I got a lot of things that society had promised would make me whole and fulfilled – all the things that the culture tells you from preschool on will quiet the throbbing anxiety inside you – stature, the respect of colleagues, maybe even a kind of low-grade fame. The culture says these things will save you, as long as you also manage to keep your weight down. But the culture lies. Slowly, after dozens of rejection slips and failures and false starts and postponed dreams - what Langston Hughes called dreams deferred - I stepped onto the hallowed ground of being a published novelist, and then 15 years later, I even started to make real money.
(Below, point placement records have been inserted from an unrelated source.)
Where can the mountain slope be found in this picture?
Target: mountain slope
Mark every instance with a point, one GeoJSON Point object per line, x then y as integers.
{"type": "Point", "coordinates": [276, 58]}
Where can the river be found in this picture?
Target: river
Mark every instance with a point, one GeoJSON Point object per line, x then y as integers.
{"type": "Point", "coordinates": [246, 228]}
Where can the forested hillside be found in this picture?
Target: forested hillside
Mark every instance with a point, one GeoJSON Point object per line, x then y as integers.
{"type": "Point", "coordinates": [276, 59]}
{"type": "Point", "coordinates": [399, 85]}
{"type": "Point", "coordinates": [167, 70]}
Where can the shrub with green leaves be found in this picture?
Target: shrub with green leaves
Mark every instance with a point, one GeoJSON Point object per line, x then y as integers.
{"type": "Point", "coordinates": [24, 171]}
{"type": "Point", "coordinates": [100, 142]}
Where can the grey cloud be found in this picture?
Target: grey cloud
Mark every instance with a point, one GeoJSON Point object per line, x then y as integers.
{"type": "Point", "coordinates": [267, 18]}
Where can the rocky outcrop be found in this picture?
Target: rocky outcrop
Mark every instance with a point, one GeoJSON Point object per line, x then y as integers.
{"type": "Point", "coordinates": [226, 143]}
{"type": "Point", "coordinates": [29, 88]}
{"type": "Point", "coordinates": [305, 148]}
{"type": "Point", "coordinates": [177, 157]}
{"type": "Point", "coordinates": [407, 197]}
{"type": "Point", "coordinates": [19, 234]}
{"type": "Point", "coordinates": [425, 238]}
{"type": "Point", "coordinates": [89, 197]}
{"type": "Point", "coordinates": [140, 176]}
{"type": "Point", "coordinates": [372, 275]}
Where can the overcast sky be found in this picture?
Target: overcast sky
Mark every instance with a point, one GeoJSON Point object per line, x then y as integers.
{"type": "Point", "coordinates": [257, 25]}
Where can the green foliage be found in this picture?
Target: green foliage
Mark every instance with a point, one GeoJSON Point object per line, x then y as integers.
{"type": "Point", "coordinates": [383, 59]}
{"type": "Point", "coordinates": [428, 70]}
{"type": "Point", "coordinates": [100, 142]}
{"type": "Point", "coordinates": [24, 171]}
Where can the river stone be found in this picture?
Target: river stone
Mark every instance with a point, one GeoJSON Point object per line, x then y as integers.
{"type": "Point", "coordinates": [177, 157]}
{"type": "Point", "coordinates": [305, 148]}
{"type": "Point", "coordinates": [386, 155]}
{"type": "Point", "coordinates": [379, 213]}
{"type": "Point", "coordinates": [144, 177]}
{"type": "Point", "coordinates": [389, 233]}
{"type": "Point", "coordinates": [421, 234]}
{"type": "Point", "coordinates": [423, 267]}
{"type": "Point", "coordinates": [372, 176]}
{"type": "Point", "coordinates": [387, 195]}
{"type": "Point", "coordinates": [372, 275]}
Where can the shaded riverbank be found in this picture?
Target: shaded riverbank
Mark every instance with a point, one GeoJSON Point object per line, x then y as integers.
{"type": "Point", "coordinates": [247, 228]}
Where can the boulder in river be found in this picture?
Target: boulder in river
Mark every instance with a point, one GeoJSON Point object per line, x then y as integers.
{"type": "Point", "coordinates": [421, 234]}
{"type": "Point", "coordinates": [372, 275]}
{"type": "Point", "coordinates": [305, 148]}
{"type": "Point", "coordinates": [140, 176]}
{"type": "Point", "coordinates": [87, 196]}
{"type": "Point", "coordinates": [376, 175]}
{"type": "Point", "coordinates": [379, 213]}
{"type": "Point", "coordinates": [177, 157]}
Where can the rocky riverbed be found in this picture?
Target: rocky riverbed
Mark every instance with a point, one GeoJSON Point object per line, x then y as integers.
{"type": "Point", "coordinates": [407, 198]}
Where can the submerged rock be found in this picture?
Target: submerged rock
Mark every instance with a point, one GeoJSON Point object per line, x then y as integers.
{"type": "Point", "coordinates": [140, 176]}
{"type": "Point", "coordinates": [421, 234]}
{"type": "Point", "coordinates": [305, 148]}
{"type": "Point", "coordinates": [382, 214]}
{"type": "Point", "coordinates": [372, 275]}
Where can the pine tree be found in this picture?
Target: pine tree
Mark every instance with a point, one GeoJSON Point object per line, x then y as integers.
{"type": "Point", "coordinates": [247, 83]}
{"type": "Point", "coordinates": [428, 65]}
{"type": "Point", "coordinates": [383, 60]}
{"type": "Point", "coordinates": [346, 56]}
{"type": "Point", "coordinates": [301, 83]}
I’d been wanting to be a successful author my whole life. But when I finally did it, I was like a greyhound catching the mechanical
rabbit she’d been chasing all her life – metal, wrapped up in
cloth. It wasn’t alive; it had no spirit. It was fake. Fake doesn’t feed anything. Only spirit feeds spirit, in the same way only your own blood type can sustain you. It had nothing that could slake the lifelong thirst I had for a little immediacy, and connection.
So from the wise old pinnacle of my 49 years, I want to tell you that what you’re looking for is already inside you. You’ve heard this before, but the holy thing inside you really is that which causes you to seek it. You can’t buy it, lease it, rent it, date it or apply for it. The best job in the world can’t give it to you. Neither can success, or fame, or financial security – besides which, there ain’t no such thing. J.D. Rockefeller was asked, “How much money is enough?” and he said, “Just a little bit more.”
So it can be confusing – most of your parents want you to do well, to be successful. They want you to be happy – or at least happy- ish. And they want you to be nicer to them; just a little nicer – is that so much to ask? They want you to love, and be loved, and to find peace, and to laugh and find meaningful work. But they also – some of them a few of them – not yours-- yours are fine - they also want you to chase the bunny for a while. To get ahead, sock some away, and then find a balance between the greyhound bunny- chase, and savoring your life. But the thing is that you don’t know if you’re going to live long enough to slow down, relax, and have fun, and discover the truth of your spiritual identity. You may not be destined to live a long life; you may not have 60 more years to discover and claim your own deepest truth – like Breaker Morant said, you have to live every day as if it’s your last, because one of these days, you’re bound to be right.